07/27/2016 01:07 pm ET
Julie Gutman Dickinson

What if millions of American workers were being denied health insurance, job security and the most basic legal protections, from overtime pay to workers compensation to the right to join a union? What if tens of billions of dollars in taxpayer revenues – money desperately needed to address everything from crumbling roads to education to health care – were never making it to local, state and federal treasuries? What if thousands of companies were violating the law with impunity?

That is exactly what is happening in the U.S. today, thanks to a rampant practice known as worker misclassification – illegally labeling workers as independent contractors when in fact they are employees under the law. In some cases it’s occurring in plain sight, in others it’s more hidden – but regardless of the circumstances, it is taking an enormous toll on the country.

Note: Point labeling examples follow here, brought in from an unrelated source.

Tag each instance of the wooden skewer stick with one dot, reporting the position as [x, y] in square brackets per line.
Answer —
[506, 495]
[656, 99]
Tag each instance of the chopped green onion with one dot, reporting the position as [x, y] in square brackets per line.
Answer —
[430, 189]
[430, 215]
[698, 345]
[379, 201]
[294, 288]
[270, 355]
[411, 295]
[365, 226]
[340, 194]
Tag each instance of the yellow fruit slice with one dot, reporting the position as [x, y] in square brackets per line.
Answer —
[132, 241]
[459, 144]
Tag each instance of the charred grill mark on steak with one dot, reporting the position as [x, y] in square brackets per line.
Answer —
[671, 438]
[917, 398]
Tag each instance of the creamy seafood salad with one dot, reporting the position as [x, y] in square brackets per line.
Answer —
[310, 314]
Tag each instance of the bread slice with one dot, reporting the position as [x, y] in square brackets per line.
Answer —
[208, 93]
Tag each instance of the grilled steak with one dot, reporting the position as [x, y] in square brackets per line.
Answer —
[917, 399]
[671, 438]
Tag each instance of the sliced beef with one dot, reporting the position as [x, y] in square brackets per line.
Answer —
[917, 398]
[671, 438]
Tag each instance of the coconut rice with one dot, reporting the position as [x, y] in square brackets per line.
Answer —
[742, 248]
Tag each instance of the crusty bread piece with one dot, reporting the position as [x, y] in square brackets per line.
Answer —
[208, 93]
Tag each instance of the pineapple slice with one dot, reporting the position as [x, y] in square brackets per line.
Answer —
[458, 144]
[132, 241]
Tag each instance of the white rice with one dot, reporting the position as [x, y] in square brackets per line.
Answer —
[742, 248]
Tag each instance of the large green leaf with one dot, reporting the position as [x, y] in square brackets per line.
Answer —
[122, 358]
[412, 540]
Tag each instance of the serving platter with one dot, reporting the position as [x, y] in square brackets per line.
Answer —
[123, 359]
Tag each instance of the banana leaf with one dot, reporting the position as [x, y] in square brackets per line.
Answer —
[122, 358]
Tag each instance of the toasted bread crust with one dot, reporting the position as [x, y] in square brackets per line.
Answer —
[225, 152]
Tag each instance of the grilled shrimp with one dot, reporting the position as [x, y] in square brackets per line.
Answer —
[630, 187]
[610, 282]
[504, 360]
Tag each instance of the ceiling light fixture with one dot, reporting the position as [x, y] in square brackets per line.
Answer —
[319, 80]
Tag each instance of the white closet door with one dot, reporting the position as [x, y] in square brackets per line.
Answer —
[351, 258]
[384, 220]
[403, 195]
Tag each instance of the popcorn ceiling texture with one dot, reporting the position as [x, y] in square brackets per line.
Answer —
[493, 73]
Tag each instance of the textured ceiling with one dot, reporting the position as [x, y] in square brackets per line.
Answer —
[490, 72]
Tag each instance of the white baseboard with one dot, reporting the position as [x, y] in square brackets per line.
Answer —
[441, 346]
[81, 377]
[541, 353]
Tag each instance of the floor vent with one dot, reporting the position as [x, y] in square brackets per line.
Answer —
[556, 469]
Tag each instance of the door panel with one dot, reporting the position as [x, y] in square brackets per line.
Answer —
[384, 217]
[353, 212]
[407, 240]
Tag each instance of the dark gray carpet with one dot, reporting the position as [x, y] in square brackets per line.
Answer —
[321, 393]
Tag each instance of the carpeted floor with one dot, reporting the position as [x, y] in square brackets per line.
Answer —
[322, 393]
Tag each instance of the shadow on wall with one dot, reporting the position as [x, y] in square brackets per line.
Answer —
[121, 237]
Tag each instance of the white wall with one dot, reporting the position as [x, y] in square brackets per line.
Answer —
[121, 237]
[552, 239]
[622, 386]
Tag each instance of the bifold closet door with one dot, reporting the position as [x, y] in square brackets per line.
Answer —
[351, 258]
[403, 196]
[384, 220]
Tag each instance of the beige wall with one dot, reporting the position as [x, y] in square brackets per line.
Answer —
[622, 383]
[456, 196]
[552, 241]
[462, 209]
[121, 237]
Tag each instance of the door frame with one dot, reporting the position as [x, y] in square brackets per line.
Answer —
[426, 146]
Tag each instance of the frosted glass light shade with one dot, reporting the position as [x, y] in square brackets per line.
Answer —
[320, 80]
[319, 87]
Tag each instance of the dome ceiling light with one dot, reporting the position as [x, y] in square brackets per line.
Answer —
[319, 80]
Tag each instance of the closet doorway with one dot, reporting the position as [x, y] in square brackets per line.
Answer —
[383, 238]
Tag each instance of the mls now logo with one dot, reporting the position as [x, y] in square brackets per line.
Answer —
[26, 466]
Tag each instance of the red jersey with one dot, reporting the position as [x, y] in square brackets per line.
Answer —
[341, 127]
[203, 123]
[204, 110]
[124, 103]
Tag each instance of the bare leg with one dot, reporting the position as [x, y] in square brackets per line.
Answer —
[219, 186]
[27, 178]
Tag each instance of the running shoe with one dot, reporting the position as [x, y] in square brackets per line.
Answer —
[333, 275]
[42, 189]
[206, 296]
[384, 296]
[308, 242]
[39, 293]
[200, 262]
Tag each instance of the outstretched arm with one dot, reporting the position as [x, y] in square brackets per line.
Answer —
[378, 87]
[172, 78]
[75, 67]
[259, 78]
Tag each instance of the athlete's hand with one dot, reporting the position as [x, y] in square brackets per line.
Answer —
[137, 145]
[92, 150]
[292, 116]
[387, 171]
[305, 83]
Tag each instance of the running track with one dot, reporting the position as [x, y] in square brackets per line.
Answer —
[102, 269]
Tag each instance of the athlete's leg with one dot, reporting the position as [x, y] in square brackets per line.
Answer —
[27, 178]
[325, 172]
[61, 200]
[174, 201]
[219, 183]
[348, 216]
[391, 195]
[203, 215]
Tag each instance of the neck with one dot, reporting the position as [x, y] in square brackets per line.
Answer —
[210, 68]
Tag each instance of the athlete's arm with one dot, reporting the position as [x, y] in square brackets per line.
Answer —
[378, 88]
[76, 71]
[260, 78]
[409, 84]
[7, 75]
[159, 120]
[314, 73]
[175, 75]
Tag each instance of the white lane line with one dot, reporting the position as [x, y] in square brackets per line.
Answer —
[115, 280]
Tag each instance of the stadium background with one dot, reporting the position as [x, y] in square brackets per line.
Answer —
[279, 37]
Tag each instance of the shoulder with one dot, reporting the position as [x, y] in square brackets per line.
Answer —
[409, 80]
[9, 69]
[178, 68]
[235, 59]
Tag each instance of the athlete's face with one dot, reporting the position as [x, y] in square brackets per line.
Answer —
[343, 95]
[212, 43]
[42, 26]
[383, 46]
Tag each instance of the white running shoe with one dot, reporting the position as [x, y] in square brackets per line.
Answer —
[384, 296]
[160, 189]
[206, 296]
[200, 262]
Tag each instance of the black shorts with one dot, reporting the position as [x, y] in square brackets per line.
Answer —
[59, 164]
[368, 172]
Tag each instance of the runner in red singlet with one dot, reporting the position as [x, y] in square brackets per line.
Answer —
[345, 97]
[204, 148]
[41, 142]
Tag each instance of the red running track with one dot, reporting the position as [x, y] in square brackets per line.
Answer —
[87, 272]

In a 2015 report, EPI described the advantages to employers of misclassifying workers. “Employers who misclassify avoid paying payroll taxes and workers’ compensation insurance, are not responsible for providing health insurance, and are able to bypass requirements of the Fair Labor Standards Act, as well as the 1986 Immigration Reform and Control Act.” If this weren’t enough, the report continues, “misclassified workers are ineligible for unemployment insurance, workers’ compensation, minimum wage, and overtime, and are forced to pay the full FICA tax and purchase their own health insurance.”